SMU biomechanics experts team with Mavericks owner to study 'flopping' forces in basketball.

flopping research

Biomechanics experts at Southern Methodist University have teamed with Dallas Mavericks owner Mark Cuban to carry out a scientific study of the unsavory practice of player flopping in basketball and other sports.

Flopping is a player’s deliberate act of falling, or recoiling unnecessarily from a nearby opponent, to deceive game officials. Athletes engage in dramatic flopping to create the illusion of illegal contact, hoping to bait officials into calling undeserved fouls on opponents.

The phenomenon is considered a widespread problem in professional basketball and soccer.
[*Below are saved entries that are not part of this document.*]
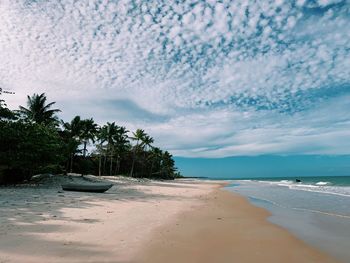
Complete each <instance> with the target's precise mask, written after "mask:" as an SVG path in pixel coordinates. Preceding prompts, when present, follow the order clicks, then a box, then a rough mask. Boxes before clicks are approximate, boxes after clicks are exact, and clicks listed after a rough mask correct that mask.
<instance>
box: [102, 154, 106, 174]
mask: <svg viewBox="0 0 350 263" xmlns="http://www.w3.org/2000/svg"><path fill="white" fill-rule="evenodd" d="M106 160H107V155H106V154H104V155H103V171H102V174H103V175H105V174H106Z"/></svg>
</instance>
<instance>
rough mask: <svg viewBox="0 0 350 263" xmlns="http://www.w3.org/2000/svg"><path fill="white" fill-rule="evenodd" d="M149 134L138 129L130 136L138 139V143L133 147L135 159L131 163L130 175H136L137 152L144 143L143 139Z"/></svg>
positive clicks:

To discourage the practice, the National Basketball Association in 2012 began a system of escalating fines against NBA players suspected of flopping, including during the playoffs, “NBA announces anti-flopping rules for playoffs.”

The Cuban-owned company Radical Hoops Ltd. awarded a grant of more than $100,000 to fund the 18-month research study at SMU, Dallas.

Peter Weyand
Peter G. Weyand

“The issues of collisional forces, balance and control in these types of athletic settings are largely uninvestigated,” said SMU biomechanics expert Peter G. Weyand, who leads the research team. “There has been a lot of research into balance and falls in the elderly, but relatively little on active adults and athletes.”

The objective of the research is to investigate the forces involved in typical basketball collisions, said Weyand, an associate professor of applied physiology and biomechanics in the SMU Annette Caldwell Simmons School of Education and Human Development.

Other members of the SMU research team include: research engineer and physicist Laurence Ryan; Kenneth Clark, doctoral student in the SMU Locomotor Performance Laboratory; and mechanical engineer Geoffrey Brown.